# Taste Your Juice With Different Mods



## Rob Fisher (26/3/14)

Then learning curve to vaping is quite steep and thanks to the good people of this forum the learning curve is flattened considerably with all their help.

One thing I'm learning real fast is that playing with different power settings and different MOD and Batteries changes the juice considerably...

When I first tasted VM Strawberry I thought it was nice on a e-Go-C TWist in a mPT2... now it's on the VTR in an Aerotank the flavour has burst into life in a big way... now not sure if it's just has time to steep or that change in power of the different devices is making the big difference! But WOW! 

Time to go through all my juices again!

Reactions: Like 1


----------



## vaalboy (26/3/14)

But it can also work in reverse. Nice tasting juice on a clearo may not taste as nice on a RBT with a sub ohm coil

Reactions: Like 1 | Agree 2


----------



## Rob Fisher (26/3/14)

vaalboy said:


> But it can also work in reverse. Nice tasting juice on a clearo may not taste as nice on a RBT with a sub ohm coil



Roger that!


----------



## BhavZ (26/3/14)

To me all good juices taste fantastic in a dripper and then fantastic juices taste out of this world in a dripper.


----------



## Rob Fisher (26/3/14)

BhavZ said:


> To me all good juices taste fantastic in a dripper and then fantastic juices taste out of this world in a dripper.

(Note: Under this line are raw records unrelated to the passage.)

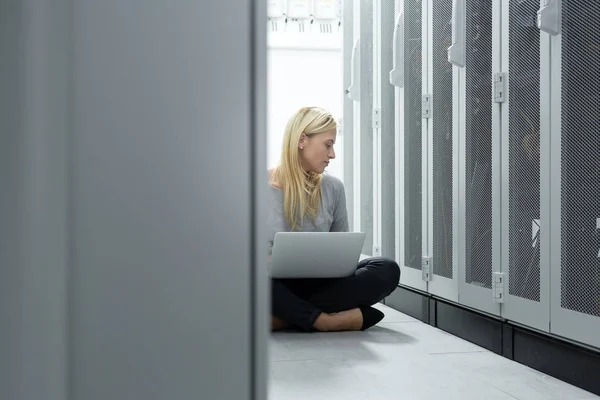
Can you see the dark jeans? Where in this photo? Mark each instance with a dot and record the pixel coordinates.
(300, 301)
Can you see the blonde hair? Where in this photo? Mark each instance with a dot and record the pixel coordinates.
(301, 189)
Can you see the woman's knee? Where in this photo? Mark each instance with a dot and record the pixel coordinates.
(390, 273)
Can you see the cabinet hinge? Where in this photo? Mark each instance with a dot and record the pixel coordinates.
(426, 268)
(426, 106)
(376, 118)
(499, 87)
(498, 286)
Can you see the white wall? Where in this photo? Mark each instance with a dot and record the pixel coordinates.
(303, 77)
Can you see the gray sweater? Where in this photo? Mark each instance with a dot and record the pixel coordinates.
(332, 217)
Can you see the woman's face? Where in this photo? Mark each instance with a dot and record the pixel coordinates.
(317, 151)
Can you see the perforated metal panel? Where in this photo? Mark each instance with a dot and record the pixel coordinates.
(524, 150)
(580, 157)
(412, 133)
(442, 107)
(478, 151)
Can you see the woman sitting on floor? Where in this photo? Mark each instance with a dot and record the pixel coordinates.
(304, 198)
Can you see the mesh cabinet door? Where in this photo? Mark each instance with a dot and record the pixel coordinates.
(479, 158)
(442, 145)
(408, 78)
(575, 171)
(527, 286)
(387, 138)
(365, 132)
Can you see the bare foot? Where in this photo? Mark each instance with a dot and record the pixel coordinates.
(350, 320)
(277, 324)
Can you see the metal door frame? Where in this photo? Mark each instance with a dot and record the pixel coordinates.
(440, 285)
(570, 324)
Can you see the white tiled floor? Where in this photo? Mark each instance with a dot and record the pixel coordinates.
(401, 358)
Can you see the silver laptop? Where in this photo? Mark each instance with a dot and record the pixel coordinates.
(315, 254)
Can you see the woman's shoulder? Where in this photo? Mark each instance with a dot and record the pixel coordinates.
(332, 182)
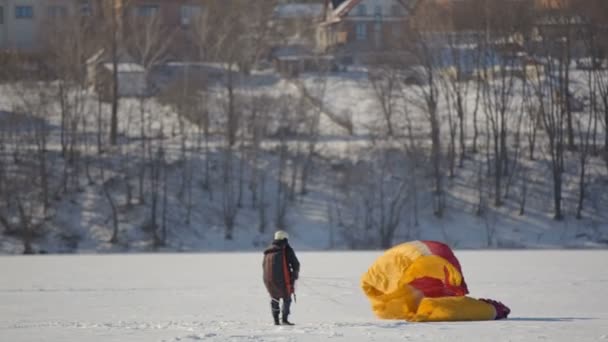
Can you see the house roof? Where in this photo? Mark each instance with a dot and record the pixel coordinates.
(288, 11)
(125, 67)
(346, 6)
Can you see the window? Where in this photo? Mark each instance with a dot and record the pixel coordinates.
(85, 8)
(361, 10)
(146, 10)
(188, 13)
(396, 10)
(361, 31)
(378, 34)
(24, 12)
(378, 10)
(58, 11)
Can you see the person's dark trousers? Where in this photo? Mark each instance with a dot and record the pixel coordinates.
(274, 304)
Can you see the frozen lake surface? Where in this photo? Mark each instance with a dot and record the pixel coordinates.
(553, 295)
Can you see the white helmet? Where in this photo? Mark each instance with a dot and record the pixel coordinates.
(281, 235)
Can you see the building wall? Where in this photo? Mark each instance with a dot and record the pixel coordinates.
(28, 33)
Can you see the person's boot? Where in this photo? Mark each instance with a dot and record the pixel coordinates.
(285, 321)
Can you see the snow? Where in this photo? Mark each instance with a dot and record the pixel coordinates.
(82, 218)
(554, 296)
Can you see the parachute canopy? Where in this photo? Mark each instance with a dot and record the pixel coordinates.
(421, 281)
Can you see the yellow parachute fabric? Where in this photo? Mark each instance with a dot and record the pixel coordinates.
(402, 284)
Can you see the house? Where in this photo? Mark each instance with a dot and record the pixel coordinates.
(295, 23)
(361, 27)
(133, 79)
(24, 23)
(176, 19)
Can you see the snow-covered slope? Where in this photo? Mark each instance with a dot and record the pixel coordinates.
(554, 296)
(80, 220)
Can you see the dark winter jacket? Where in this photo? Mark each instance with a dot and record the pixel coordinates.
(281, 269)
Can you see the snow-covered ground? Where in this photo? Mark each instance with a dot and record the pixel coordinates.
(554, 296)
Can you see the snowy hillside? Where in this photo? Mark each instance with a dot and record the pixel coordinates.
(186, 206)
(554, 296)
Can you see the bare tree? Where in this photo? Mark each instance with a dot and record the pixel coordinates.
(385, 83)
(149, 40)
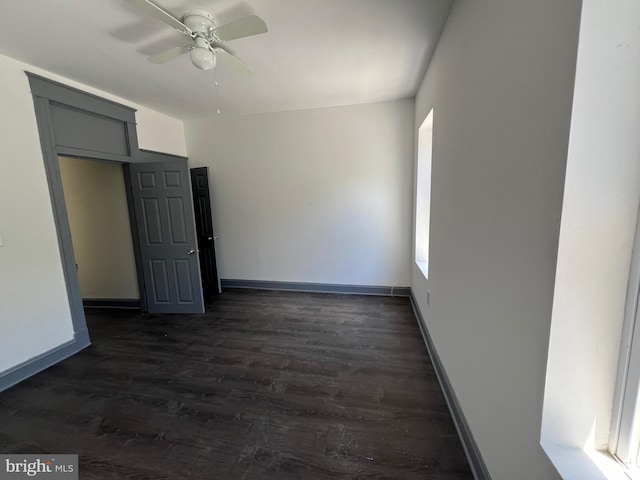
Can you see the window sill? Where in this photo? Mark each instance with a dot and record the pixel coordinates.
(574, 463)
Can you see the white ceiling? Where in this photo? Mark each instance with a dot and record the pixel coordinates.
(317, 53)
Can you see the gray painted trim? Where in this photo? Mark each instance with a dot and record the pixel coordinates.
(34, 365)
(60, 93)
(46, 92)
(316, 287)
(111, 303)
(135, 237)
(478, 467)
(152, 156)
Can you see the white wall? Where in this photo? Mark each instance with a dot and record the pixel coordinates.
(601, 197)
(319, 195)
(500, 84)
(96, 201)
(34, 310)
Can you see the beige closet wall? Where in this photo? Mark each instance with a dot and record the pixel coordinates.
(99, 219)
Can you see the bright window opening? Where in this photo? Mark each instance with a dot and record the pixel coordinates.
(423, 194)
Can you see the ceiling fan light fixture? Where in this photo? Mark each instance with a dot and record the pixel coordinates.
(203, 58)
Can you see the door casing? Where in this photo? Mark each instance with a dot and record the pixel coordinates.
(78, 124)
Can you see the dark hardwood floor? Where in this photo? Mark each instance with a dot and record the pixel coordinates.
(264, 385)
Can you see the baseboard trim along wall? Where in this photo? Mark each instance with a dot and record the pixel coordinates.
(111, 303)
(317, 287)
(41, 362)
(478, 467)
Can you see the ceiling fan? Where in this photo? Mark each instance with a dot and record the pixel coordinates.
(206, 36)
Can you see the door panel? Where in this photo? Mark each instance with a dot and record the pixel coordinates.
(204, 228)
(161, 197)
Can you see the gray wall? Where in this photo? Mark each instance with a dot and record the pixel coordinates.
(30, 261)
(500, 84)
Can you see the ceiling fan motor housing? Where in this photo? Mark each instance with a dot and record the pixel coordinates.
(200, 23)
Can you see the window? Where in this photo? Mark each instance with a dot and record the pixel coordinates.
(423, 193)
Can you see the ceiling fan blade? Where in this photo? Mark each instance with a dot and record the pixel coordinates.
(164, 57)
(233, 62)
(245, 27)
(159, 13)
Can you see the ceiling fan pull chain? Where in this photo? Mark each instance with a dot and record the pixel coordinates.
(215, 82)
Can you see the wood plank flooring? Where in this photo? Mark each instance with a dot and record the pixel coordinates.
(265, 385)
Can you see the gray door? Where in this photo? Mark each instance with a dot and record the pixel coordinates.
(161, 194)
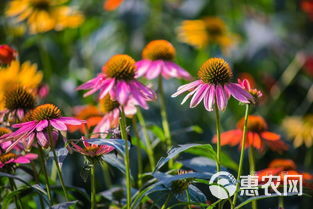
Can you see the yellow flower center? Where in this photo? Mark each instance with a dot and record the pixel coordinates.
(121, 67)
(41, 4)
(7, 156)
(255, 123)
(215, 71)
(44, 112)
(159, 50)
(18, 98)
(107, 104)
(4, 130)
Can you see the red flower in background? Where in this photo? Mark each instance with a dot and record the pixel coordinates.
(283, 167)
(307, 7)
(7, 54)
(257, 136)
(111, 5)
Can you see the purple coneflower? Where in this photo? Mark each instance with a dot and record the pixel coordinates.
(214, 86)
(157, 60)
(38, 121)
(118, 80)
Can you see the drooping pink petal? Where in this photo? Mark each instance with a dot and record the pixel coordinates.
(58, 124)
(209, 99)
(239, 93)
(186, 87)
(221, 97)
(43, 141)
(199, 95)
(42, 125)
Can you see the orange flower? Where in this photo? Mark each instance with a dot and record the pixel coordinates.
(7, 54)
(90, 114)
(110, 5)
(257, 136)
(283, 167)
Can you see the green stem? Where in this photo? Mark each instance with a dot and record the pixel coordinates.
(55, 157)
(252, 171)
(44, 169)
(149, 148)
(139, 157)
(281, 202)
(166, 201)
(93, 187)
(165, 123)
(126, 157)
(218, 134)
(243, 144)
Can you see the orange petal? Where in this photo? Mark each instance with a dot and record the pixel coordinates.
(270, 136)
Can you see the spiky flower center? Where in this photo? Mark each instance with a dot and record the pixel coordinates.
(18, 98)
(215, 71)
(4, 130)
(255, 123)
(45, 112)
(121, 67)
(107, 104)
(41, 4)
(159, 50)
(7, 156)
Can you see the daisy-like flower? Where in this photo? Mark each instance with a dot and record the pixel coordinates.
(40, 121)
(300, 129)
(257, 136)
(118, 80)
(112, 111)
(281, 168)
(214, 86)
(200, 33)
(7, 54)
(17, 74)
(89, 113)
(92, 150)
(44, 15)
(17, 101)
(157, 60)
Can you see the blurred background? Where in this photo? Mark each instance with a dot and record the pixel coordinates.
(267, 41)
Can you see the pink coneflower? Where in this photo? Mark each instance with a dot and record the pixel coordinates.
(17, 101)
(112, 111)
(92, 150)
(39, 120)
(157, 60)
(12, 158)
(214, 86)
(118, 80)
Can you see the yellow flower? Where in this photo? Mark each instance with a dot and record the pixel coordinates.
(200, 33)
(300, 129)
(17, 74)
(44, 15)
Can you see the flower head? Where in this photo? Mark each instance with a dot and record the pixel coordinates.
(7, 54)
(200, 33)
(92, 151)
(158, 56)
(44, 15)
(300, 129)
(39, 124)
(18, 75)
(118, 80)
(258, 135)
(214, 86)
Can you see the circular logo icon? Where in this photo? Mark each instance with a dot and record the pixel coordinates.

I hear you @BhavZ! Waiting for Gizmo to get some stock!


----------



## CraftyZA (26/3/14)

There is a whole spectrum of rules with regards to how juices taste vs what atty you use. As a rule of thumb, tobacco i crank up the power as far as my lungs can handle. Fruity i keep fairly cool, or even in a bottom coil tank. Deserts somewhere in the middle. 
Then there are complex juices. Certain elements are highlighted or dimmed at different power ratings. Want sweetness, drop the power, want to accent a specific attribute, crank the power. So much experimentation too enjoy, so little time.

Reactions: Agree 1 | Informative 2


----------



## Rob Fisher (26/3/14)

CraftyZA said:


> So much experimentation too enjoy, so little time.



Great explanation thanks @CraftyZA. Time I have now because I don't think I should buy anymore hardware for a while so I have to play with some juice!


----------



## Die Kriek (26/3/14)

Rob Fisher said:


> Great explanation thanks @CraftyZA. Time I have now because I don't think I should buy anymore hardware for a while so I have to play with some juice!


 By a 'while' do you mean for the next 3 days?


----------



## Rob Fisher (26/3/14)

Die Kriek said:


> By a 'while' do you mean for the next 3 days?



Three days.... that will take me up to the weekend... that will mean no Vape Mail till Tuesday! I'm certainly gonna try... no promises but I'm gonna give it a full go!

Reactions: Funny 3


----------